Wie Carmen Maria Machado sich die Sprache unterwirft, wie sie mit Symbolik, Geschlechterrollen und Zeitebenen spielt, ähnelt der Dressur eines wilden Tieres in einer Manege, ist faszinierend, irritierend und anstrengend, auch weil man sich des Ausgangs nie sicher sein kann. Sie ist ein Wagnis, diese Sprache, die sich manchmal selbst überschlägt, die Frauen mit Robbenhaar hervorbringt und Füße wie Falltüren, die aufspringen, damit Eingeweide herausfallen können.

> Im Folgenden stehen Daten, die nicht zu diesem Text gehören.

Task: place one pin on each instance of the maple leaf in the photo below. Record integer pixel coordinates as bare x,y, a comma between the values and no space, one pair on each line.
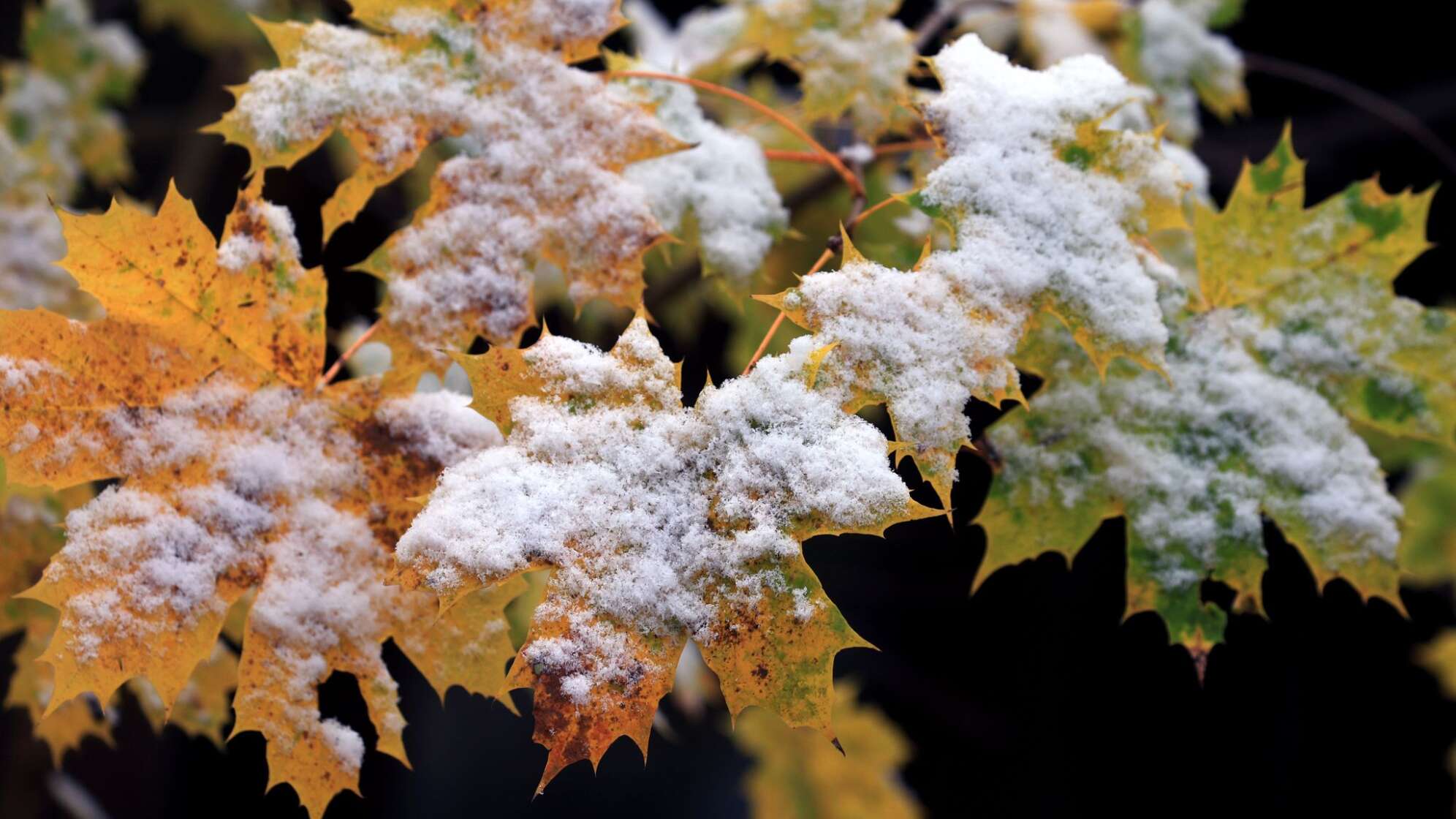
1191,461
58,130
1169,47
721,186
63,726
1427,538
539,180
1047,210
797,774
29,521
661,524
198,390
1321,280
1296,350
204,704
851,57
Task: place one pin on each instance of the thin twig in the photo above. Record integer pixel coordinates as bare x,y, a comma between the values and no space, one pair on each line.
766,339
930,26
773,327
794,156
855,222
883,149
887,149
829,156
1359,97
328,378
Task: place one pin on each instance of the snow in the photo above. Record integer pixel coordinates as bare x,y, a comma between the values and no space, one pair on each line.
233,483
242,249
1033,230
439,427
346,744
702,37
544,146
16,375
1053,32
1196,464
1178,51
723,180
54,124
653,515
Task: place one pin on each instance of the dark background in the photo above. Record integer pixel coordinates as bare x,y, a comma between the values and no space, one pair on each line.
1031,698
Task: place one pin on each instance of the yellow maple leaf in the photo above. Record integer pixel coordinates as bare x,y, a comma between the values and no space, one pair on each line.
926,341
797,776
852,58
198,390
538,181
661,524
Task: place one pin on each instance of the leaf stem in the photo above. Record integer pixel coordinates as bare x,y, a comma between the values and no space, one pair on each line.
334,372
1360,97
773,155
855,222
773,327
713,88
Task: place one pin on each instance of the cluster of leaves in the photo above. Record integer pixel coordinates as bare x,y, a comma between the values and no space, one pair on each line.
1202,368
56,132
1293,324
1168,45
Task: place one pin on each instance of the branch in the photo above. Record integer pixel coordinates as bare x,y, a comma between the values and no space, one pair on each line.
334,372
829,156
930,26
1372,102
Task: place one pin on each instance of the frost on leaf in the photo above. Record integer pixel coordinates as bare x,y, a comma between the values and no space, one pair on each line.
661,524
57,130
539,178
1171,48
238,474
852,57
1319,284
1296,349
1047,210
1193,465
1427,538
723,183
29,535
798,774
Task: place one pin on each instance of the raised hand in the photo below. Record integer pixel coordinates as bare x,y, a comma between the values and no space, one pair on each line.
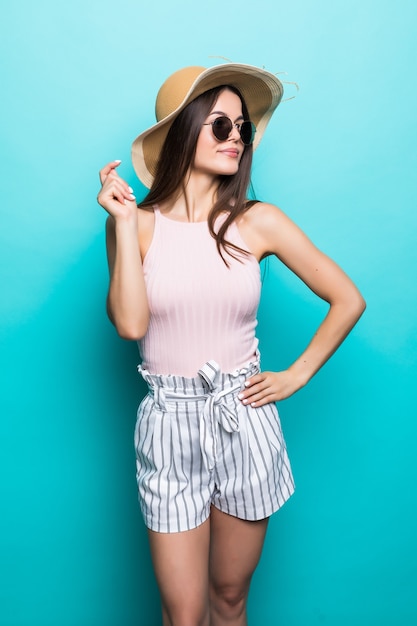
115,195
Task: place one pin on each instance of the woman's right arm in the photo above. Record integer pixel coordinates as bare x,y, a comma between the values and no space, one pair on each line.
127,303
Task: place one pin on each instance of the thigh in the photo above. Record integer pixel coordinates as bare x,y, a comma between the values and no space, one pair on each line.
180,563
235,550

Das Unheimliche schwingt immer mit, er brodelt aus der Sprache und den Bildern: Der abgetrennte Körper eines Kaninchens auf einer Veranda, die Begegnung mit einem inneren Monster, das im Keller lebt. Die Feindseligkeit der Natur. Von den Brontës hat diese rücksichtslose Erzählerin das Gefühl des Nicht-in-diese-Welt-Gehörens, die äußere Zerbrechlichkeit und innere Willensstärke ihrer Frauencharaktere, die Fremdheit noch in der Begegnung mit den Nächsten. "Anele verschwand im Nebel, aber noch lange, nachdem sie gegangen war, konnte ich hören, wie ihre Füße Kiesel verschleppten." Nur mit einem Nachthemd im Wald stehend, erkennt die empfindsame Autorin in einer von Machados Geschichten bereits als Kind ein alles in den Schatten stellendes, zerstörerisches Etwas, das ihr viel Leid bereiten wird: das Wissen um ihre Machtlosigkeit.
Je mehr Frauen wissen, will Carmen Maria Machado durch die Linse des Surrealen beweisen, auf desto mehr Abgründe, die sie zum Verschwinden bringen, stoßen sie in dieser Welt. Bei aller Drastik gelingt der Beweis nicht immer. Aber da, wo sich der Bogen schließt und Gewissheit einstellt, ist sie realer, wahrer und untrügerischer als jedes Sachbuch zur Debatte.
ELENA WITZECK
Carmen Maria Machado: "Ihr Körper und andere
Teilhaber". Erzählungen.
Aus dem amerikanischen Englisch von Anna-Nina Kroll. Tropen Verlag,
Stuttgart 2019. 300 S.,
geb., 20,- [Euro].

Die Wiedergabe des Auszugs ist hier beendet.